花洛洛用眼神瞟了瞟床底,随即说道:“怎么?这就吃醋了?怕我被别的雄兽拐走吗?”
她缓缓松开手,鲛柔会意地点点头,装腔作势地配合道:“姐姐拍了我,心里还惦记着其他人,我不依~
若是要去,姐姐一定得带上我,不然,我不放姐姐走~”
“哈哈哈~”花洛洛笑了起来:“就知道你吃醋了。得,那你陪我一起去会场看看吧~
我花了那么多钱拍下的你,总得在人前也显摆显摆~”说着,花洛洛就牵起鲛柔往门外走。
咔吱~大门一关,房间里顿时安静了下来,却能听到房外渐远的脚步声。
过了好一会儿,床榻底下,一只爪子偷偷摸摸地拨开草垫,一个雌性探出脑袋来左右瞧了瞧。确保四下没有异样后,她这才爬了出来。
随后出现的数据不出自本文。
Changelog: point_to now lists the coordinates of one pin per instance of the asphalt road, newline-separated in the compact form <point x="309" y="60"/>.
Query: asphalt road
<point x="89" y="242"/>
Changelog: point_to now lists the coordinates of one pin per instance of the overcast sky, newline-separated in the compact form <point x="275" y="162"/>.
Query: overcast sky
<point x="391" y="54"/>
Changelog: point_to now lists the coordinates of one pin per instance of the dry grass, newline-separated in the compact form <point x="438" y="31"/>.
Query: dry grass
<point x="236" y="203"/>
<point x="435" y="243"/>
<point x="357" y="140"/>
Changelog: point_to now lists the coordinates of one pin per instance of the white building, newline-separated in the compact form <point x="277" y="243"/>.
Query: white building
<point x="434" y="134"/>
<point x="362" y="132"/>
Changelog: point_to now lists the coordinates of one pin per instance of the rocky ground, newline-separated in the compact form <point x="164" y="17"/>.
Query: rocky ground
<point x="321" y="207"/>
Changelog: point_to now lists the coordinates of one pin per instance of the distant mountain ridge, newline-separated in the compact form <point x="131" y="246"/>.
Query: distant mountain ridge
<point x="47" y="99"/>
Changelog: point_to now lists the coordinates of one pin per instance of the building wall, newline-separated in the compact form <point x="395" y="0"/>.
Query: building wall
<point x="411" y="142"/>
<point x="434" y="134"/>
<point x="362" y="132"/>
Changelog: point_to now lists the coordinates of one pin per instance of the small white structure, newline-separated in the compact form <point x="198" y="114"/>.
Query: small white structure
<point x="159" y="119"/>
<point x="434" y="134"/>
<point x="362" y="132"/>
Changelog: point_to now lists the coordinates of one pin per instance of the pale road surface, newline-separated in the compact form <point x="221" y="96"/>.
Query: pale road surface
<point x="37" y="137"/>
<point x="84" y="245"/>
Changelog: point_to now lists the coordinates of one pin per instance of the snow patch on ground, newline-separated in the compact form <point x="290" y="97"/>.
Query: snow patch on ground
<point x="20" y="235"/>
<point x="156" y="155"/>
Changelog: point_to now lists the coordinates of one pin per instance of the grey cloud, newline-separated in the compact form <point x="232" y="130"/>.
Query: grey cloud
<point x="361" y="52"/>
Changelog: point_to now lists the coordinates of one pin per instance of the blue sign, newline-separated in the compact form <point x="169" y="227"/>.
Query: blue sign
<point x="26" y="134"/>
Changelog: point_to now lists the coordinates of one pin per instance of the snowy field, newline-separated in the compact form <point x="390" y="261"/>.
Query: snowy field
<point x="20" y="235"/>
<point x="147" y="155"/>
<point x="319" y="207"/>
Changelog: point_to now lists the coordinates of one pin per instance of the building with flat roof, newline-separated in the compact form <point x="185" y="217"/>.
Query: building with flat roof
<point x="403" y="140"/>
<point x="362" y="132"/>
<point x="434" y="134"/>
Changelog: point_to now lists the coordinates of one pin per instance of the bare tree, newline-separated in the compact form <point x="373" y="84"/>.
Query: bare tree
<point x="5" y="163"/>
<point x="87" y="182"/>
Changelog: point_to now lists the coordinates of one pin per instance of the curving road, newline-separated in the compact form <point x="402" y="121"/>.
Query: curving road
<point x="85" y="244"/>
雌性在房间里到处转了一圈,左看看右翻翻,没有找到任何有‘价值’的东西。她意兴阑珊,扭头看向了屏风。
想了想,往屏风后头走去。
谁料她刚绕到屏风后,一把黑曜石匕就不偏不倚地抵在了她的喉咙上。
“谁派你来的?”花洛洛沉着嗓音问。
雌性眼睛一睁,惊讶地脱口而出:“为什么会这样?”
“为什么会怎样?”花洛洛张了张鼻翼,当场点破:“你是想问为什么房间里会没有神力气息?”
“你能收敛神力气息?”雌性诧异地问。
花洛洛并没回答雌性的问题,而是将匕又往上顶了顶:“哪儿那么多废话。说,是谁派你来的?不说我就杀了你。”
雌性被逼得只能抬高了下巴,避开刀尖。
花洛洛忽而脸色一变:“你是雄兽?!”她看到了‘雌性’的喉结。
‘雌性’像是被踩到了尾巴,顿时炸毛。手背一档,撑在了黑曜石匕上,顶着刀锋硬是从花洛洛的桎梏中抽身了出来。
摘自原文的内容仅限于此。